The term "machine learning" is sometimes thrown around as if it is some kind of magic pill: apply machine learning to your data, and all your problems will be solved! As you might expect, the reality is rarely this simple. While these methods can be incredibly powerful, to be effective they must be approached with a firm grasp of the strengths and weaknesses of each method, as well as a grasp of general concepts such as bias and variance, overfitting and underfitting, and more.

This chapter will dive into practical aspects of machine learning, primarily using Python's Scikit-Learn package. This is not meant to be a comprehensive introduction to the field of machine learning; that is a large subject and necessitates a more technical approach than we take here.

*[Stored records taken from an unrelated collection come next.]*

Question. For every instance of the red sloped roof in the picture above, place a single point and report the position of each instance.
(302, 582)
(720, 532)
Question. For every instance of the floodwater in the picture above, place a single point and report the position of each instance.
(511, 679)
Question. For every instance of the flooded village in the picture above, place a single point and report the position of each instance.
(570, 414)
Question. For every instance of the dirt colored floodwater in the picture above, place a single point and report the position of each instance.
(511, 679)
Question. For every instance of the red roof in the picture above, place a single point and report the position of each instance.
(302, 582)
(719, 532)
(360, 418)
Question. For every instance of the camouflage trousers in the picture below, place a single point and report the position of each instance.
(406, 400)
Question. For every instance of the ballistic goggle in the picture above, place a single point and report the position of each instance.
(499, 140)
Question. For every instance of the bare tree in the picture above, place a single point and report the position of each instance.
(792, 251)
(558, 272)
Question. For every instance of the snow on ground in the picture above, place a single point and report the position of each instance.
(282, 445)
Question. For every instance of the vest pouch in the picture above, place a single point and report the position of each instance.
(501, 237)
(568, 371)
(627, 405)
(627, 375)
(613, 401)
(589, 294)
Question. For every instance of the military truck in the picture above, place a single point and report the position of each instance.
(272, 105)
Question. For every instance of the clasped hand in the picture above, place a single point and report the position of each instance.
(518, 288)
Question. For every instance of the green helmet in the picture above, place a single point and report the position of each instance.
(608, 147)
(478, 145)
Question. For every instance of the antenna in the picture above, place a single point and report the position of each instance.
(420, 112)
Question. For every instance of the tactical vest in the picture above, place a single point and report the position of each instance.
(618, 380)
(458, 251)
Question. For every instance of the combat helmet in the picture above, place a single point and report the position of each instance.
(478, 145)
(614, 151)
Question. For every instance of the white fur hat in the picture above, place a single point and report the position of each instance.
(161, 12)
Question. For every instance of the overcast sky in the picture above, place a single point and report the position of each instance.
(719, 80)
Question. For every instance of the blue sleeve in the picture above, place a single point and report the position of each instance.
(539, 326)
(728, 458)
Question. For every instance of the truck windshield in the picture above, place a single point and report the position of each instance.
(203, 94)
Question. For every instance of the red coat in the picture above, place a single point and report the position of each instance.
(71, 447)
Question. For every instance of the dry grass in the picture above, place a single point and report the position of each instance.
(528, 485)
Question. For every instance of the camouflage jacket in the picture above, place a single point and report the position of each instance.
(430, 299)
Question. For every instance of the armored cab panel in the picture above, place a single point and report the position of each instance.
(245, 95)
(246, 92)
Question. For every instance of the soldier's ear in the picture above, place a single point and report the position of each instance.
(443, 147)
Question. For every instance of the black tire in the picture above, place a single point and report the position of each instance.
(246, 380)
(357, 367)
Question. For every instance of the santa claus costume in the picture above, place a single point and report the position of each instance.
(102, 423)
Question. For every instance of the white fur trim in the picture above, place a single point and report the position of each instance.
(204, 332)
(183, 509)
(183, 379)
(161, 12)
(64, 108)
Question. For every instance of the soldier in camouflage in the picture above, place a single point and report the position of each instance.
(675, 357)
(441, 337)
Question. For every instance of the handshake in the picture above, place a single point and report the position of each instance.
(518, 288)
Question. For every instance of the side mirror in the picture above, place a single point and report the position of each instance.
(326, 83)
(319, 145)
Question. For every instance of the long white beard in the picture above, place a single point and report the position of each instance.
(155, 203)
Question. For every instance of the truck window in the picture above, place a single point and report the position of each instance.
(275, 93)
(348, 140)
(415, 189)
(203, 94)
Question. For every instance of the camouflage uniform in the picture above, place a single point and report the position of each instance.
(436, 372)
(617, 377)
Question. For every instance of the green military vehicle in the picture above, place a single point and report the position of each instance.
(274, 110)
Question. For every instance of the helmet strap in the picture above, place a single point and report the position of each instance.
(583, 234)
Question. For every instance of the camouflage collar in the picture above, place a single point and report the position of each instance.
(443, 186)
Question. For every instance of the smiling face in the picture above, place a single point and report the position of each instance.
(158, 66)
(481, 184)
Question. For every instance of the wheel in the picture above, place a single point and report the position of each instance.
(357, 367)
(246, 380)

Nor is it meant to be a comprehensive manual for the use of the Scikit-Learn package (for this, you can refer to the resources listed in Further Machine Learning Resources). Rather, the goals of this chapter are:

  • To introduce the fundamental vocabulary and concepts of machine learning.
  • To introduce the Scikit-Learn API and show some examples of its use.
  • To take a deeper dive into the details of several of the most important machine learning approaches, and develop an intuition into how they work and when and where they are applicable.

Much of this material is drawn from the Scikit-Learn tutorials and workshops I have given on several occasions at PyCon, SciPy, PyData, and other conferences. Any clarity in the following pages is likely due to the many workshop participants and co-instructors who have given me valuable feedback on this material over the years!

Finally, if you are seeking a more comprehensive or technical treatment of any of these subjects, I've listed several resources and references in Further Machine Learning Resources.